Abstract:
Target-immobilized magnetic beads-based Systematic Evolution of Ligands by Exponential Enrichment (target-immobilized Mag-SELEX) has emerged as a powerful tool for aptamer selection owing to its convenience, efficiency, and versatility. However, in this study we systematically investigated non-specific adsorption in target-immobilized Mag-SELEX and found that the non-specific adsorption of the oligonucleotides to target-labeled magnetic beads was comparable to that of the screening libraries, indicating a substantial portion of captured sequences likely stem from non-specific adsorption. Longer nucleic acid sequences (80 nt and above, such as polyA80 and yeast tRNA) were found to attenuate this non-specific adsorption, with more complex higher-order structures demonstrating greater efficacy, while dNTP and short sequences such as primer sequences (20 nt), polyT(59), or polyA(59), did not possess this capability. Various evidence suggested that hydrophobic interactions and other weak interactions may be the primary underlying cause of non-specific adsorption. Additionally, surface modification of magnetic beads with polar molecule polyethylene glycol (PEG) also yielded a significant reduction in non-specific adsorption. In conclusion, our research underscores the critical importance of closely monitoring non-specific adsorption in target-immobilized Mag-SELEX.
摘要:
基于目标固定磁珠的配体通过指数富集的系统进化(目标固定的Mag-SELEX)由于其便利性而成为适体选择的强大工具,效率,和多功能性。

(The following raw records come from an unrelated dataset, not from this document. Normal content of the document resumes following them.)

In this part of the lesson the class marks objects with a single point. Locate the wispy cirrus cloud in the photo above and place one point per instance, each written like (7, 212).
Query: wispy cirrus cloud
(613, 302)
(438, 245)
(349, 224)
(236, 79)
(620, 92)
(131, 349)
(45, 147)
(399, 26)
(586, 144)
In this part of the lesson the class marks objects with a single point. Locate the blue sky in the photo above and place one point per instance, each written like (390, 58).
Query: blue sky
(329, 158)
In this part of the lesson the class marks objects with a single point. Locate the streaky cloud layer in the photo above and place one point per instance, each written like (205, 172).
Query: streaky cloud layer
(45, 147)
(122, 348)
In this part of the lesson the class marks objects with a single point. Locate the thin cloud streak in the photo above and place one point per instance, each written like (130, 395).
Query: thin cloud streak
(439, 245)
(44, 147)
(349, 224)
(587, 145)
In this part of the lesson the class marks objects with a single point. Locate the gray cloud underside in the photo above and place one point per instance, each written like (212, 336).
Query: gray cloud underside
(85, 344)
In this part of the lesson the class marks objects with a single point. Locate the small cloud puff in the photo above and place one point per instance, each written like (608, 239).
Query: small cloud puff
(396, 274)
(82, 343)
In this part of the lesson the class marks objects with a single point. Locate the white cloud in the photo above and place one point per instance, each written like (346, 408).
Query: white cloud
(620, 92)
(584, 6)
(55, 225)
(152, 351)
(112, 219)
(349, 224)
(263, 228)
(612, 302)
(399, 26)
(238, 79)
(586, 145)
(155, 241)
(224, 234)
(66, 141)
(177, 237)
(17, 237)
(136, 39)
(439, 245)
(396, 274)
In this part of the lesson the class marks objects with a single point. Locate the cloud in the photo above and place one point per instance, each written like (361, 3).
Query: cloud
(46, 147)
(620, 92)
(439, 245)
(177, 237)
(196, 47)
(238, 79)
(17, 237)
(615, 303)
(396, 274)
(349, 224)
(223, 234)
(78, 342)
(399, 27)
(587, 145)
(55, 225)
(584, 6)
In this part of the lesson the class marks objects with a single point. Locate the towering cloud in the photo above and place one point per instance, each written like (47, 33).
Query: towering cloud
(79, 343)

然而,在这项研究中,我们系统地研究了固定目标的Mag-SELEX中的非特异性吸附,发现寡核苷酸对目标标记的磁珠的非特异性吸附与筛选文库相当,表明捕获序列的很大一部分可能源于非特异性吸附。更长的核酸序列(80nt及以上,如polyA80和酵母tRNA)被发现减弱这种非特异性吸附,更复杂的高阶结构表现出更大的功效,而dNTP和短序列如引物序列(20nt),polyT(59),或polyA(59),没有这个能力。各种证据表明,疏水相互作用和其他弱相互作用可能是非特异性吸附的主要根本原因。此外,用极性分子聚乙二醇(PEG)对磁珠进行表面改性也显着降低了非特异性吸附。总之,我们的研究强调了密切监测目标固定化Mag-SELEX中非特异性吸附的重要性。